[PD] standard encoding of pd files in each system?

Sat Jan 29 22:01:08 CET 2011

moin Mathieu, moin all,

On 2011-01-29 17:12:02, Mathieu Bouchard <matju at artengine.ca> appears to
have written:
> On Fri, 28 Jan 2011, Bryan Jurish wrote:
> 
>> iirc, Miller has indicated in the past that he feels this sort of
>> thing should be done using arrays.
> 
> But a feeling is but a feeling. Now, how about a justification ?
> But that's not the sort of thing one gets from Miller often.
> 
>>  (B) you must scale all size attributes (e.g. for re-allocation) by
>> 1.0/sizeof(t_float), so to get an accurate byte length that is not a
>> multiple of sizeof(t_float), you need to actually store that length
>> additionally somewhere else
> 
> sizeof(t_float) is always a power of two, isn't it ? I haven't heard of
> anyone using 80-bit or 96-bit floats as t_float or t_sample.
> 
> thus a size stored as float will be accurate up to 16777216.
> 
> This is regardless of whether you store size*4, size, or size/4 : floats
> are quite scale-independent, but are perfectly so when the scalings are
> powers of two (provided you don't overflow by scaling by pow(2,128) or so)
> 
> I think you could read a bit about the IEEE-754 standard :
>   http://en.wikipedia.org/wiki/IEEE_754
> 
> But especially some kind of short, direct tutorial that will make it
> obvious what won't be rounded and what will be :
>   http://kipirvine.com/asm/workbook/floating_tut.htm

Yup, all freely stipulated.  My issue was not so much with the use of
floats qua floats to store size data, rather the necessity of storing
size data *in addition to* the size reported by the array itself.  In
this scenario, we're blatantly re-casting the array's (t_float*) into a
(char*) and reading/writing raw bytes.  But maybe we don't want C-style
NUL-terminated strings, but rather perl-ish (or Berkeley DB-ish) strings
which admit embedded NULs and store their length in an additional
dedicated attribute (usually an unsigned int, but sure, we could use a
float if we wanted).  The problem is that if we (ab)use the existing
garray API (garray_getfloatarray(), garray_npoints(), garray_resize())
to do this, then the sizes reported for the array may be longer than the
size of the string.  My system uses 32-bit floats, and say I want a
string "foo" (without terminating NUL).  Well, "foo" takes up less than
the space of 1 float (3 bytes < 4 bytes), but garray_npoints() for a
float array of size 1 is going to give me 1, and 1*sizeof(float) = 4 >
3, so if I want to implement strings this way, I've got to fiddle around
with some additional convention for storing their actual length.

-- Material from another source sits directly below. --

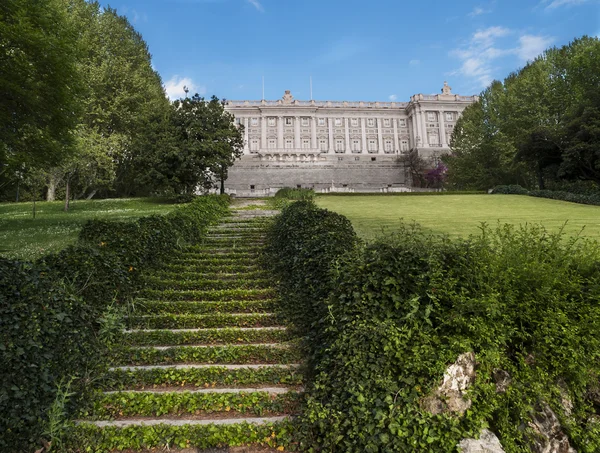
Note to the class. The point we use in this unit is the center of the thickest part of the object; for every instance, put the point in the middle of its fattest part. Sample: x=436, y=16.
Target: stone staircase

It looks as if the whole garray stuff is defined abstractly enough to
handle more than just "plain" float arrays, but I haven't dug deep
enough to figure out what exactly those (t_template*)s are all about or
how I might be able to (ab)use them...

>>  (C) saving array data with a patch and re-loading can cause data loss
>> (float truncation may mess up raw byte values)
> 
> for integers, all values from -1000000 to 1000000 will be correctly
> saved (those two bounds will be encoded as -1e+6 and 1e+6, and all the
> rest will look like plain integers).

Yes.  See above re:

 char *s;
 garray_getfloatarray(a,size,(float **)&s);

>>  (D) it's not really portable (byte order problems with load/save)
> 
> byte order problems won't happen with floats saved as text. they will
> happen with floats saved as binary. they will also happen with UCS-2
> text saved as two floats per code point (no matter how you save the
> floats), but if you use UTF-8 instead, or if you use
> one-float-per-codepoint, that aspect will be safe.

No.  See above.  Messing about with typecasts is very
implementation-dependent, and afaik IEEE-754 doesn't define how its
components are to be implemented, only the formal criteria an
implementation must satisfy.

>> 2) If otoh you let the array remain a t_float* and just assign the
>> floats byte ((unsigned) char) or even wide character (wchar) values,
>> then:
>>  (A) you potentially waste a lot of memory
>> (strlen(str)*(sizeof(float)-1) bytes)
> 
> In 2011, wasting a lot of RAM is not a problem. Wasting too much RAM can
> be a problem, and that's very relative, as quite often, the solution is
> to wait until RAM is less expensive. I like the idea of not wasting any
> RAM, but I recognise that this is because I got used to think about ways
> to reduce waste, not because it's always good to worry about it.
> 
> Text is usually a lot smaller than video. It's not uncommon for me to
> store a buffer of 64 frames of video in colour. In 640x480, that's over
> 55 megs, and that's tiny compared to the total amount of RAM the
> computer has. How often do you need that much text at once in RAM ?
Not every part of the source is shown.